Renzi govt promises torture law

Ex-natl police chief now Finmeccanica exec 'shameful'

Rome, 08 April 2015, 20:00

ANSA Editorial

ANSACheck

- ALL RIGHTS RESERVED

-     ALL RIGHTS RESERVED
- ALL RIGHTS RESERVED

The Italian government's response to alleged official silence over police brutality during a Group of Eight summit in Genoa that earned Italy a European court's 'torture' conviction Tuesday is a new anti-torture law, Premier Matteo Renzi said Wednesday.
    The European Court of Human Rights (ECHR) on Tuesday condemned Italy and called for legislative changes after "torture" during a police raid in July 2001 on anti-globalization protestors camping out at the Diaz school during the Genoa G8 summit.

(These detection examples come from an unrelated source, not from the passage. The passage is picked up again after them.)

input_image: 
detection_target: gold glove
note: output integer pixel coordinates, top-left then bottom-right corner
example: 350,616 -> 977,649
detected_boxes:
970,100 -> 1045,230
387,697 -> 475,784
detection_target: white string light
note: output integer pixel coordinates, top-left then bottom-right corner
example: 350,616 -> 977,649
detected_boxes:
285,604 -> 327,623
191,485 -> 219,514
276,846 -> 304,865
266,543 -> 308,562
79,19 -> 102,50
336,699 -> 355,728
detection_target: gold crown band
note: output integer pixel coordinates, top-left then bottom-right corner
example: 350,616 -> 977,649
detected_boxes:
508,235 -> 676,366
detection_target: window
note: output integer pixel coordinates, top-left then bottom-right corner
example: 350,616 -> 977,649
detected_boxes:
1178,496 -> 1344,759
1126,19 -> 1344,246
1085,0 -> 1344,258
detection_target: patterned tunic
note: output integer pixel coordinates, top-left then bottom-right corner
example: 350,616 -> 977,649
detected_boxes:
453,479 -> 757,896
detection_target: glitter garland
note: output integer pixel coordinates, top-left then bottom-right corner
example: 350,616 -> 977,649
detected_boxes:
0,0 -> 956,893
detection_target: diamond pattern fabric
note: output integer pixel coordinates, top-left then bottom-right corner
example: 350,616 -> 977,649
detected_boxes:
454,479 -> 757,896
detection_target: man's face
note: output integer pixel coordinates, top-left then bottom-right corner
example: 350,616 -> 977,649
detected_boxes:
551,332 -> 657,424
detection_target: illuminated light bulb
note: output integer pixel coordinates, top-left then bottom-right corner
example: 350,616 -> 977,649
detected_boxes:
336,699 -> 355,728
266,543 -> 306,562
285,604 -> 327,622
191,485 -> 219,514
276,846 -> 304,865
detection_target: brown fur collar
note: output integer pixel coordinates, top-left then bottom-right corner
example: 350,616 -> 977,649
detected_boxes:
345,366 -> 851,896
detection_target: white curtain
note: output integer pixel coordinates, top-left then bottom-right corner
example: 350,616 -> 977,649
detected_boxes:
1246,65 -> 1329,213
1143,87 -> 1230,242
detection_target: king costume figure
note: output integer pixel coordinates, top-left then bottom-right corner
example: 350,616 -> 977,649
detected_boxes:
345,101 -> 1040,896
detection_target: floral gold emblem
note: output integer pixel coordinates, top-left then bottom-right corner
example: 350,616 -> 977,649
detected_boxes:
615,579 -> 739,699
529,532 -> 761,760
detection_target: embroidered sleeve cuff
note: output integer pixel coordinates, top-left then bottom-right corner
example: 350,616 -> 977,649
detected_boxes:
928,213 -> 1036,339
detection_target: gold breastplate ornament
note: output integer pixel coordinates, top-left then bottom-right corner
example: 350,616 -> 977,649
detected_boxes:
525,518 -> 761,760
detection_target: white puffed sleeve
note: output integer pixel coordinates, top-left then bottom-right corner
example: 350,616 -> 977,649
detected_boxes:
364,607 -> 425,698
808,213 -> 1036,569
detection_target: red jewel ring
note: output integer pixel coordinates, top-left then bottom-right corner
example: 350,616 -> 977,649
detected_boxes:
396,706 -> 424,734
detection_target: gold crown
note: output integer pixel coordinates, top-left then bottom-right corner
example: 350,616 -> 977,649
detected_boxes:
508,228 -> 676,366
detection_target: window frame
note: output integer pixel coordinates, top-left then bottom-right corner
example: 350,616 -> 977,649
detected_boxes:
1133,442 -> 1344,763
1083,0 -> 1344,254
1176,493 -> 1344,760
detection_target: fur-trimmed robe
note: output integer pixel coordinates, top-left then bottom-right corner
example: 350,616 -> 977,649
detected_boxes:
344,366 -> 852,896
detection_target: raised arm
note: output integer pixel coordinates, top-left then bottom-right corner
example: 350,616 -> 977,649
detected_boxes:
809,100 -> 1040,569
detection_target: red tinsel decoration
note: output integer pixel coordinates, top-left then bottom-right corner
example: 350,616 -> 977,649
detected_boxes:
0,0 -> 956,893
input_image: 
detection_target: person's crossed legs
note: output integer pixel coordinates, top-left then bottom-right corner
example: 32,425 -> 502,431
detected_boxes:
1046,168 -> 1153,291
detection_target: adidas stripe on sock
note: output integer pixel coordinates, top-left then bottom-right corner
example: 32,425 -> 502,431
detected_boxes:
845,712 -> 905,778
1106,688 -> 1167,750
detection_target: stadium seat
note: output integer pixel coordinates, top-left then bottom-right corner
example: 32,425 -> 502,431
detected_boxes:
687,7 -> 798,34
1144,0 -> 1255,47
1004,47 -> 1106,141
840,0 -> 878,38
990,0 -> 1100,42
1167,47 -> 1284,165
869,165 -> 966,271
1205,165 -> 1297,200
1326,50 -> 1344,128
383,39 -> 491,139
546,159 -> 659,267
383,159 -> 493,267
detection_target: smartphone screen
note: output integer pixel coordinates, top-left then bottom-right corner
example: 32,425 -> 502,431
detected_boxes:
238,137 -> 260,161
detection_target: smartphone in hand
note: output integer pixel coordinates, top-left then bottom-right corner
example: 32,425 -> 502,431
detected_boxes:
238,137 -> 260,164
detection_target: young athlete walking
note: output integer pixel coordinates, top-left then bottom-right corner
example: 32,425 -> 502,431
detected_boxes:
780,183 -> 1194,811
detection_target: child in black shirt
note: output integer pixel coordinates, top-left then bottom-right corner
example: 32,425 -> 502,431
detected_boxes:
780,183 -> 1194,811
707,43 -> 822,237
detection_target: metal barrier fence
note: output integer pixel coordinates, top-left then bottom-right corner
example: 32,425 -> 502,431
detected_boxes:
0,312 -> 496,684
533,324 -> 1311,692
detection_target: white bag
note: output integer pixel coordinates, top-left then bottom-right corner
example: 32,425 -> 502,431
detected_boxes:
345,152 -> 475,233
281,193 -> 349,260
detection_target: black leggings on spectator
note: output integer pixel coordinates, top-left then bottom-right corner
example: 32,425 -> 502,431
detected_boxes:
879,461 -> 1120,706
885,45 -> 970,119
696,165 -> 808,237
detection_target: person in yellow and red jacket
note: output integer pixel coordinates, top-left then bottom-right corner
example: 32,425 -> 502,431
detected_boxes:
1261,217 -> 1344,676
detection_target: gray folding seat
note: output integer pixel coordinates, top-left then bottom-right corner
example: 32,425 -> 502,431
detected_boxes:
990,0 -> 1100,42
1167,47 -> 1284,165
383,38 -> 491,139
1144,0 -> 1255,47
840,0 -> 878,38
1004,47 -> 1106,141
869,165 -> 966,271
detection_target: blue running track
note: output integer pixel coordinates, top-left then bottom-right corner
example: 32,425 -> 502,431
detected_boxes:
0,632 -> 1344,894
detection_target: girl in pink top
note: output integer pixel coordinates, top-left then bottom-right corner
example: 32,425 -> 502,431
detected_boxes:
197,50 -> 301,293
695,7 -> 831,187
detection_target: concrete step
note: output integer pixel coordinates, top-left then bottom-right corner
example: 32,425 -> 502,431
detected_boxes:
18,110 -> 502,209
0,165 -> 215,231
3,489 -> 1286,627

The court condemned Italy not only for what happened to the demonstrators, but also because it said the country lacks appropriate legislation to punish the crime of torture even though it ratified a UN convention on torture in 1988. The government said in response that an anti-torture bill mandating sentences of up to 12 years now before the Lower House would be sped up.
    "We take responsibility as a country for this delay," Ferranti said.
    "We hope to get the bill through the Lower House by the end of this week (so it can) go to the Senate for definitive approval by the summer".
    The Diaz raid is perhaps Italy's most notorious case of police brutality. In the night assault on the Diaz school, hundreds of police attacked about 100 activists and a few journalists, wounding 82 and seriously injuring 61 - three critically and one, British journalist Mark Covell, left in a coma with rib and spinal injuries. Officers planted evidence including two Molotov cocktails and hammers and knives from a nearby construction site to justify the raid. Amnesty International called the event "the most serious suspension of democratic rights in a Western country since the Second World War". In its ruling Tuesday, the ECHR upheld a complaint from a 62-year-old Italian, Arnaldo Cestaro, who was brutally beaten that night and still suffers from the injuries he sustained. It noted that none of the officers who actually inflicted the beatings are serving jail time because of the statute of limitations, and urged Italy to rectify this. Also on Wednesday, governing Democratic Party (PD) president Matteo Orfini said it is "shameful" that Gianni De Gennaro is now president of State-controlled defence giant Finmeccanica, because he was national police chief during the scandal-hit Genoa G8 summit.
    De Gennaro, appointed head of Finmeccanica in July 2013, ordered the raid on demonstrators but was not punished by the courts. He was the only ranking officer to escape nominal punishment.
    "I said it when he was appointed and I repeat it today after the ruling," Ofini said in a post on his Twitter feed.
    "I find it shameful that De Gennaro is president of Finmeccanica".